Stephen Hayes is credited with bringing about the ninja craze in the United States back in the 1980’s and 1990’s, as the first westerner to go to Japan and be accepted to learn ninjitsu. He came back and started teaching his own style of ninjitsu as Tosh-in Do. I’ve seen and worked with practitioners of the original Bujinkan ninjitsu. The style seems somewhat clunky, and ill-fitted to function against modern day attacks someone from the United States would be likely to see. It deals with long, powerful drawn out lunging karate style punches and over the head chops, and has notoriously been criticized for having poor quality control from one training center to the next. Tosh-in Do, on the other hand, has been modernized to defend against American style punch and kick combos, wrestling take-downs, and other westernized attacks. It is functional and well-rounded.
Aikido is often trained against lunging style punches and knife attacks, overhead chops, complicated lapel, collar or double wrist grabs, or from a static position. All the techniques could just as easily be applied to punch combos, kicks, and other western style attacks. In my minds eye, I can see many of the high level instructors I’ve worked with rolling their eyes and saying, “You can make them work against anything, it’s the principle that makes the technique work!” I can certainly agree with this. However, I would counter with a quote I once heard along the lines of, “We rarely rise to level of our potential, and usually fall to the level of our training.” We do what we’re trained to do. If someone attacks us, and the most likely attack we’re going to see is a punch, we should probably train what to do when we get punched.
I don’t by any means believe we should throw out anything we’re currently doing. Tradition is important, and its important to preserve the legacy of those that came before us. I do believe, however, that there are a lot of people that currently practice Tomiki aikido or would like to that are similar to the club I originally started in; people that enjoy the art or have interest in the discipline that don’t want focus purely on sport application and only sport application. I believe these people crave and would welcome the assistance of a governing body to support them in expanding their means of instruction as well as provide a level of quality control to ensure that they are receiving top level instruction.

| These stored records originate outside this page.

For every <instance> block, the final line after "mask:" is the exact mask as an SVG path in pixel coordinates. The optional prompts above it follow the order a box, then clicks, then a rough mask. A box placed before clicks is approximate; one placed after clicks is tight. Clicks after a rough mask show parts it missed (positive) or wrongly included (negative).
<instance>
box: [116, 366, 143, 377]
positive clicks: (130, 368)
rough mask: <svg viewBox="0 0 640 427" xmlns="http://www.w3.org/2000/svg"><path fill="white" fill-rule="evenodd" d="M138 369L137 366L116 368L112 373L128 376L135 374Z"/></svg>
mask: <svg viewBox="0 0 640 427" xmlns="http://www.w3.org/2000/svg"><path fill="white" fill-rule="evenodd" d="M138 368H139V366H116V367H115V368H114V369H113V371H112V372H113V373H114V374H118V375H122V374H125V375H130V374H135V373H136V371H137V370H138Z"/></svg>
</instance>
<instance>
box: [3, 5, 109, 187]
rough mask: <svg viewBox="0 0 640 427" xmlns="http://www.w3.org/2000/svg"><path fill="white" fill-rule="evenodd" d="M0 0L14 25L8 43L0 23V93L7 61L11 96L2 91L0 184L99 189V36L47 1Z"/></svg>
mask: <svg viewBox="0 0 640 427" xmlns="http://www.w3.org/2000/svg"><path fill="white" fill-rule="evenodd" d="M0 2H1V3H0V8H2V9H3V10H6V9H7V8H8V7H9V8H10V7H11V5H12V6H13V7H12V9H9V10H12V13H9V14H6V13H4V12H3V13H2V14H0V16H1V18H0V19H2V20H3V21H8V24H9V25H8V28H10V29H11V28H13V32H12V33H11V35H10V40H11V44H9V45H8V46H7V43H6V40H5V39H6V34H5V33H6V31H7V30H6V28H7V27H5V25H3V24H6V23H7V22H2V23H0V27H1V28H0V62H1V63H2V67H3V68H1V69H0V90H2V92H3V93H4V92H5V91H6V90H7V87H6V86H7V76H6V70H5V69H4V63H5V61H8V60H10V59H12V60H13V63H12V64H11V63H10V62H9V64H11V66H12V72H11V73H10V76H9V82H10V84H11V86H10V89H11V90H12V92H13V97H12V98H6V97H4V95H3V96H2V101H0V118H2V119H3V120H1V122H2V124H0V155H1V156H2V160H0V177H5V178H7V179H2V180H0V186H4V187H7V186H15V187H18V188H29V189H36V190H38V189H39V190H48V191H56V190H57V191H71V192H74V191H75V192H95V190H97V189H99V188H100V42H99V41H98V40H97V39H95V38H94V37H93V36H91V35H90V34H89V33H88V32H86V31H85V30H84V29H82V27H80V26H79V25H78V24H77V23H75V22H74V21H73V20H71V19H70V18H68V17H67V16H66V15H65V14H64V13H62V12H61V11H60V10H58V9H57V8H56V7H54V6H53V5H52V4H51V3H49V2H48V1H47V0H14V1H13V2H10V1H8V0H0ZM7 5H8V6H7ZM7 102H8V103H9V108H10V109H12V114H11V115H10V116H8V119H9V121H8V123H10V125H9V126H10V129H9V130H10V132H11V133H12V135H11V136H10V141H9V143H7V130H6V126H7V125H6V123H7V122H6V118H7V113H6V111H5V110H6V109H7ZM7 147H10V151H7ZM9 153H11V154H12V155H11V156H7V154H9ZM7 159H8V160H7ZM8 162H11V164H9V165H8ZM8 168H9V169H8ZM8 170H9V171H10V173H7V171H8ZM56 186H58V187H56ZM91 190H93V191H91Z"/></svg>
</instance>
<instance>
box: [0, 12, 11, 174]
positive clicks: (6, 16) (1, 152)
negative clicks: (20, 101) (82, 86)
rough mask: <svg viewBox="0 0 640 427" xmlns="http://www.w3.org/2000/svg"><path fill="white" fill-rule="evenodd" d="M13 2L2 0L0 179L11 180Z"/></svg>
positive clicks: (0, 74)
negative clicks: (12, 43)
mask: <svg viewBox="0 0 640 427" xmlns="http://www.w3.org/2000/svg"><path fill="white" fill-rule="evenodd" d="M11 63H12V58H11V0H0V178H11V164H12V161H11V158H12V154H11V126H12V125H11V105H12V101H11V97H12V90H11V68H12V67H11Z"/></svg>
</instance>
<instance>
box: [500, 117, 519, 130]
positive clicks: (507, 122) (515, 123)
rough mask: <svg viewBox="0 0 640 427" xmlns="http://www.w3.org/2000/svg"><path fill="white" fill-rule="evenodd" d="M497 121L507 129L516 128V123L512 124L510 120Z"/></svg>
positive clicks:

A separate branch could provide this service, one that works in tandem with or in addition to the existing organizational structure. One that teaches to work off of punches, grabs, and kicks. The advantage to this is two-fold: the defender gets to learn how to deal with commonly seen attacks, while the attacker gets a basic instruction on striking fundamentals. I have seen many functional drills in training that were specifically created to hone the skills of tanto randori players. It could be good to develop drills more targeted to different attacks than we see in competition as far as timing and spacing for hand to hand or different weapon attacks. There is also existing curriculum in place – the kata sets that Tomiki sensei taught before he developed the 17’s specifically for sport training. I have questioned Satoh Sensei more than once at his seminars about the use and evolution of the 15’ and 19’s to the 17’s. His response has always been the same. Those sets are for application. Greater minds than mine will determine if this is a viable or time worthy endeavor, but I like to think this is a need that could be met by TAA.